Pelajaran matematika kita dapat sejak Sekolah Dasar. Orang tua kita mengenalnya sebagai pelajaran Berhitung, meski sebenarnya matematika tak sebatas berhitung. Sesungguhnya belajar matematika lebih ringan, tak ada buku tebal berisi banyak kalimat. Kalaupun (agak) tebal, pastilah lebih banyak soal-soalnya, dengan ruang kosong di sebelah soal untuk dicoret-coret. Kita tahu tiap pelajaran di sekolah ada ujiannya. Ujian sekolah memang tak seruwet ujian kehidupan. Namun, ada yang menganggap ujian matematika seperti ujian kehidupan, bikin pusing. Sebenarnya semua pelajaran sekolah adalah pelajaran sejarah. Kita belajar persamaan matematika, rumus gravitasi ala Newton, teori Archimides, dan hukum Gossen, semuanya sejarah yang dituliskan sang penemunya.
Mengacu ke kalimat pembuka tulisan ini, tiap soal matematika (setidaknya tingkat sekolah dasar sampai menengah), pastilah jawabannya 'cuma' ada satu. Siswa bisa lebih nyaman mencontek ke teman sebelah karena, toh, jawabannya tipikal. Jadi, guru tak bisa menganggap siswa mencontek jika hanya mendasarkan pada jawaban yang sama antara siswa satu dengan yang lain. Meskipun pada kenyataannya ada jawaban dengan rumus cepat ala bimbel, ada jawaban mengurai panjang ala guru, atau jawaban ala math trick (di Youtube banyak).
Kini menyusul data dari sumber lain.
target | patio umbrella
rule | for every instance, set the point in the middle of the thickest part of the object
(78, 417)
Sedangkan di kelas Sosiologi, dosen bisa berkata, "Dodo, kamu nyontek jawabannya Bowo, titik komanya sama persis".
Kesimpulannya, belajar matematika 'hanya' tentang logika, bukan menyangkut tiga cara panjang, ringkas atau pakai trik. Salah kaprah kalau belajar matematika dengan hapalan. Melancarkan hitungan matematika berarti memperbanyak latihan soal. Namun jangan salah, belajar ilmu sosial/humaniora juga menyinggung logika. Ada logika hukum, ada logika filsafat. Dalam berbahasa pun ada logika. Logika seperti pedang pikiran kita, tinggal bagaimana menggunakannya dan apakah tumpul atau tajam. Berlogika berarti menganalisis masalah dengan rasional agar bisa dipertanggungjawabkan dengan pantas.